Co-Founder Dating 101
We Met On An App
Finding a co-founder might feel urgent. Perhaps you are worried you lack essential skills or might give up if you don’t find someone to hold you accountable. Valid reasons. But it will hurt you so much worse in the long run if you don’t take your time.
After talking to over fifty founders over six months, co-founder conflict was the number one reason companies fail.
Not just your run-of-the-mill throw-everything-off-the-table and storm-out conflict. Company-killing-conflict.
Stories
Three of the four founders decided to stop working but remain employees, so their equity vests. One founder is left running everything on his own, and eventually needs to shut down a growing business because he can’t withstand the pressure.
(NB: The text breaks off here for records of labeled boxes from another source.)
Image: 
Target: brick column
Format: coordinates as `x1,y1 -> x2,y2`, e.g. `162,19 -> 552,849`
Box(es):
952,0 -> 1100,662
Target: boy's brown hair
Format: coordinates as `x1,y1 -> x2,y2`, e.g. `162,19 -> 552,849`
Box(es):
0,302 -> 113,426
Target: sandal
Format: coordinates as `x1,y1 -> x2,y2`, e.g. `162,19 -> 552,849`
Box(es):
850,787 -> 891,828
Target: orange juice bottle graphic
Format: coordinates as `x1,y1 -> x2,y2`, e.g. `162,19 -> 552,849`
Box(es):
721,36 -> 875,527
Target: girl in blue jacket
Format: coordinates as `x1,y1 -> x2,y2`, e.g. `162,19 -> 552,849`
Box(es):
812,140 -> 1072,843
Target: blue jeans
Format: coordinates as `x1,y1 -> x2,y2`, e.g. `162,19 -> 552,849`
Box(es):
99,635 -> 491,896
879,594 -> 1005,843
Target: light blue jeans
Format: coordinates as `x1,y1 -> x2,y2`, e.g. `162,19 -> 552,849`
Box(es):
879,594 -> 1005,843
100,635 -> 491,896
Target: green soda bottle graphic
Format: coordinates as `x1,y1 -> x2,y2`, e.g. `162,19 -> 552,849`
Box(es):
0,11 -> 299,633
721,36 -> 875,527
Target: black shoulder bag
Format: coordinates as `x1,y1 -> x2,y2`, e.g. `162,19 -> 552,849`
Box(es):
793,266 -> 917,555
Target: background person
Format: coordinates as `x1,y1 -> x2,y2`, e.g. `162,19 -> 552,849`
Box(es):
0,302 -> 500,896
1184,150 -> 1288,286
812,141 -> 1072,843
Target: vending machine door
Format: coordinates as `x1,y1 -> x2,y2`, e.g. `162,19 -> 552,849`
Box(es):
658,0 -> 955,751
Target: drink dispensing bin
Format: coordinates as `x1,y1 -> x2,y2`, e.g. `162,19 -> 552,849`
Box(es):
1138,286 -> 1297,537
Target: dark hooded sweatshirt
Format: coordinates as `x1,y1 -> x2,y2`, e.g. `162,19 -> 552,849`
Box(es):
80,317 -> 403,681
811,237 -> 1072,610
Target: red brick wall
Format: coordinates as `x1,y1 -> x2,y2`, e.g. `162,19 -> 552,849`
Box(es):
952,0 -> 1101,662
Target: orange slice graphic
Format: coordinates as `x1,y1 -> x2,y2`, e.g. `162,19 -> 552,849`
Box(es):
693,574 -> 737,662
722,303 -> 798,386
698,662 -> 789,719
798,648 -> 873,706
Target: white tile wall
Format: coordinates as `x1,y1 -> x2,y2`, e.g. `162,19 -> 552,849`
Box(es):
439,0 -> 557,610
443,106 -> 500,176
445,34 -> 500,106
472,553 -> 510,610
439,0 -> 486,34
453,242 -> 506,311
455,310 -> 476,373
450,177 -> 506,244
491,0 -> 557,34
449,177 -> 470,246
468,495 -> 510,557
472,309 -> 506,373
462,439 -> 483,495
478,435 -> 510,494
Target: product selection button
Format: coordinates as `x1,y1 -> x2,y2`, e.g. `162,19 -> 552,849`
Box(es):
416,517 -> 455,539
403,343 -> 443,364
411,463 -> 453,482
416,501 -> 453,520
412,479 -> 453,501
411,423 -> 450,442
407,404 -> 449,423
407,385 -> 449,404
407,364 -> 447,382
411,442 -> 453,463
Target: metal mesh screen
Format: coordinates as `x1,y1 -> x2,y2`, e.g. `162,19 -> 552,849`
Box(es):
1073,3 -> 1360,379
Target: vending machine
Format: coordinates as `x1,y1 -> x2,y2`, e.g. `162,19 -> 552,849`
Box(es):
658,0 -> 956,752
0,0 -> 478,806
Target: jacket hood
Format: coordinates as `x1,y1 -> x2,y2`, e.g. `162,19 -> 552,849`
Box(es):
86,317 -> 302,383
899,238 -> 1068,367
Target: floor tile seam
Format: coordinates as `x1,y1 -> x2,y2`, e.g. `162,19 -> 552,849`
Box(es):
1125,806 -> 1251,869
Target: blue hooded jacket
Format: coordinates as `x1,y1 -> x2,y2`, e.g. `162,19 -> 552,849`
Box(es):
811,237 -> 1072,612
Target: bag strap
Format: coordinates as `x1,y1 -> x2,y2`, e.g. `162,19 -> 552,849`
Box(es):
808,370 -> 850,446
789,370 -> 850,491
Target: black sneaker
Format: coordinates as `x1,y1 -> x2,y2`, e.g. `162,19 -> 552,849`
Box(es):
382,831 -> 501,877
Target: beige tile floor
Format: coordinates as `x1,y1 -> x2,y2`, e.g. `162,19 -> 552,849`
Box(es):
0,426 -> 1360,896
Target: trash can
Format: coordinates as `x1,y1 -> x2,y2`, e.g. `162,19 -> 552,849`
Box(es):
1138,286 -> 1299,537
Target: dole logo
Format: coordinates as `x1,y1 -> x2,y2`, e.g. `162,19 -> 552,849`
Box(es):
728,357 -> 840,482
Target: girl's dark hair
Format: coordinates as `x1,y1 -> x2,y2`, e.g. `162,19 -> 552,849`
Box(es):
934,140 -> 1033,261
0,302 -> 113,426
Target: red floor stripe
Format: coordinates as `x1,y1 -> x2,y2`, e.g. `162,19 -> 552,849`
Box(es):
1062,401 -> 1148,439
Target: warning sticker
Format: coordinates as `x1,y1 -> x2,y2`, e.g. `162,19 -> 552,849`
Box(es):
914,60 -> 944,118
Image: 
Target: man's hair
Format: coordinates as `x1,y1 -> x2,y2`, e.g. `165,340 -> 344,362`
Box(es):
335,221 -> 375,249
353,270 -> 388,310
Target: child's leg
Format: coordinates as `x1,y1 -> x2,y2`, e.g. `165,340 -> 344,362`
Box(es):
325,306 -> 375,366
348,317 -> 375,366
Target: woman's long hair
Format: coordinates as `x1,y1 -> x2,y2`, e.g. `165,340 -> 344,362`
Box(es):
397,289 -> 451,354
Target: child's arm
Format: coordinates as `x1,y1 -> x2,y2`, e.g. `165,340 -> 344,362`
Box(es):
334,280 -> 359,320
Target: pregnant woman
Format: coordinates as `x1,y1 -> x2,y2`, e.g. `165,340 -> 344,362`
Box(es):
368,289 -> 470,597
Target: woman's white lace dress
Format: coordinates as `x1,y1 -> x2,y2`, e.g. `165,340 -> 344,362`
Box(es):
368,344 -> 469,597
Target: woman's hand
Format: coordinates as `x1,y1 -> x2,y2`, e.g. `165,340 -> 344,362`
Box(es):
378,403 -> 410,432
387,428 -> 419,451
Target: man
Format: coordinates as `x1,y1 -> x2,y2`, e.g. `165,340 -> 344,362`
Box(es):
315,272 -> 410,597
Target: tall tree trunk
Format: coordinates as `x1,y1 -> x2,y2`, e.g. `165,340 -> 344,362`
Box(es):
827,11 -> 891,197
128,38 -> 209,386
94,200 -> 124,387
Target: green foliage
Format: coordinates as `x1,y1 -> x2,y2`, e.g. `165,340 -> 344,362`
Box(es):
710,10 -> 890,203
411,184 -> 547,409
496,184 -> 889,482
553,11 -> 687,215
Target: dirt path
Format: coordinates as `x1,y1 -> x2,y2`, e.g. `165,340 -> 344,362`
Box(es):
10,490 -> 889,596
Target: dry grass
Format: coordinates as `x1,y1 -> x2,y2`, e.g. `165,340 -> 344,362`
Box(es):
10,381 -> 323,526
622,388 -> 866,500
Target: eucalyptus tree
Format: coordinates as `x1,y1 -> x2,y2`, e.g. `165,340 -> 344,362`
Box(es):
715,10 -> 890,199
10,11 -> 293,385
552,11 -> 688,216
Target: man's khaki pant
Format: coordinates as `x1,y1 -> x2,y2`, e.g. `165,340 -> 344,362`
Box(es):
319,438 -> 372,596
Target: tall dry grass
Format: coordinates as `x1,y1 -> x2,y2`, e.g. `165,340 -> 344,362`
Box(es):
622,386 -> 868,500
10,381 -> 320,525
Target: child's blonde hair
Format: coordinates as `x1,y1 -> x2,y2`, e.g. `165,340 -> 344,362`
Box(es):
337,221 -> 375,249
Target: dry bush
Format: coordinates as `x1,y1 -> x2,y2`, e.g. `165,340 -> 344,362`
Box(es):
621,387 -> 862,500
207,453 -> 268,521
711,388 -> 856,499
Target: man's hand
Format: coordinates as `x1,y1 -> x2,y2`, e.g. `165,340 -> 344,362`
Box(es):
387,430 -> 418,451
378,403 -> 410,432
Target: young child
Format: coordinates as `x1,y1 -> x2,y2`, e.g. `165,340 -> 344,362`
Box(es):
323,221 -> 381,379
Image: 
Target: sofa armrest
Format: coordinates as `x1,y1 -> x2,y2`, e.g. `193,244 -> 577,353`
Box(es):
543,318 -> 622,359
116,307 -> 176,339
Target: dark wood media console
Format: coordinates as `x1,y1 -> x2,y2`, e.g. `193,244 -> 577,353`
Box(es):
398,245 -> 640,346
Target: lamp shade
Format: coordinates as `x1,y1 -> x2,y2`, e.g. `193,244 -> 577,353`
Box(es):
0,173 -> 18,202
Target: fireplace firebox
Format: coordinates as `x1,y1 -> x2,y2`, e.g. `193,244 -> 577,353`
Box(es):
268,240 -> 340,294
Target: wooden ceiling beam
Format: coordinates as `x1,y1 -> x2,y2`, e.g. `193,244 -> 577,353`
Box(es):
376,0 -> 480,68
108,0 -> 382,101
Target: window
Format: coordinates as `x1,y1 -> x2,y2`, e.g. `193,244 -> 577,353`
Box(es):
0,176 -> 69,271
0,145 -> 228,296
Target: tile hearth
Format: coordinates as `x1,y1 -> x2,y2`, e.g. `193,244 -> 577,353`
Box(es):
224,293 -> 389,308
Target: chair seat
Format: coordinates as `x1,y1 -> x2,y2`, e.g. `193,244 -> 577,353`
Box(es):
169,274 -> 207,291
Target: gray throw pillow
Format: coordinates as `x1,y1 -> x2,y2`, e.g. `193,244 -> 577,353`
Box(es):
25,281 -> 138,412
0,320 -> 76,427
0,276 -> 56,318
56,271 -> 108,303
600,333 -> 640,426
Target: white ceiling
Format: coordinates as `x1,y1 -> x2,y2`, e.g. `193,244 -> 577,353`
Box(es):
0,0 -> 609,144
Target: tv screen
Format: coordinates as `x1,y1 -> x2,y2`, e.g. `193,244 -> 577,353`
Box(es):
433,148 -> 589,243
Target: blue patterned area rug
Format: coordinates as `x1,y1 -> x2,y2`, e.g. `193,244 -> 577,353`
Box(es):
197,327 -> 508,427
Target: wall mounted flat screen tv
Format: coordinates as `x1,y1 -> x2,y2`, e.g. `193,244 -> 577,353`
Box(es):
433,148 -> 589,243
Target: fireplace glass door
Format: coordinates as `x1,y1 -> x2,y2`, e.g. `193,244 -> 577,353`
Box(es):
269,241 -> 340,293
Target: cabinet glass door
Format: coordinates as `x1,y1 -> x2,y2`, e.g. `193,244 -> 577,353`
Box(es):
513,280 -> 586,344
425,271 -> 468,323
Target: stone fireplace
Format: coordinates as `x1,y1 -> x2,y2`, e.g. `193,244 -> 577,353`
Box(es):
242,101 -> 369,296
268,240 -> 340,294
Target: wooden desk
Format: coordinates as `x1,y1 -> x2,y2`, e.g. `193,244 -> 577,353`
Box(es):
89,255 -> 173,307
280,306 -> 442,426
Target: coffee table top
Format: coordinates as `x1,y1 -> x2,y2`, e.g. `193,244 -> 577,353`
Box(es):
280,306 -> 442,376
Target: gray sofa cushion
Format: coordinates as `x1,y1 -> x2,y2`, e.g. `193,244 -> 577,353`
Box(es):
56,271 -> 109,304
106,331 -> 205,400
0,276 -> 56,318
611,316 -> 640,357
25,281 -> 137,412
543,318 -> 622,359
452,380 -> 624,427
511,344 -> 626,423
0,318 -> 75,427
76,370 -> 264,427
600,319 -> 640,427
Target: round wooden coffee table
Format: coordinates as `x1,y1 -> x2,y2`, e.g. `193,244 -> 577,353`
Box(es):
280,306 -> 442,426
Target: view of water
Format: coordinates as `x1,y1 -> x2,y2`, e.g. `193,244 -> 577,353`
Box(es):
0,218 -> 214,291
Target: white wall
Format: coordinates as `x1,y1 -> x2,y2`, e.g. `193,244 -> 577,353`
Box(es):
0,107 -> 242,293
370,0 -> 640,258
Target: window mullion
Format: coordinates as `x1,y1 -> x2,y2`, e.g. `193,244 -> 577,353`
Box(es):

Unlike his compatriot, one founder is very well-connected but uninterested in finding product-market fit. He thinks he can coast on the opinions of his high-status friends who are board members. Ultimately, the company fails.
Out of a team of three co-founders, the CEO is systematically voted against on decisions he feels strongly about, such as releasing the product to validate before it has gone through a million iterations. Ultimately, he leaves, and the company isn’t going anywhere.
Start small. Take your time to get to know them. Put them under a bit of pressure and see how they respond.
Everyone’s on their best behaviour until the gloves come off.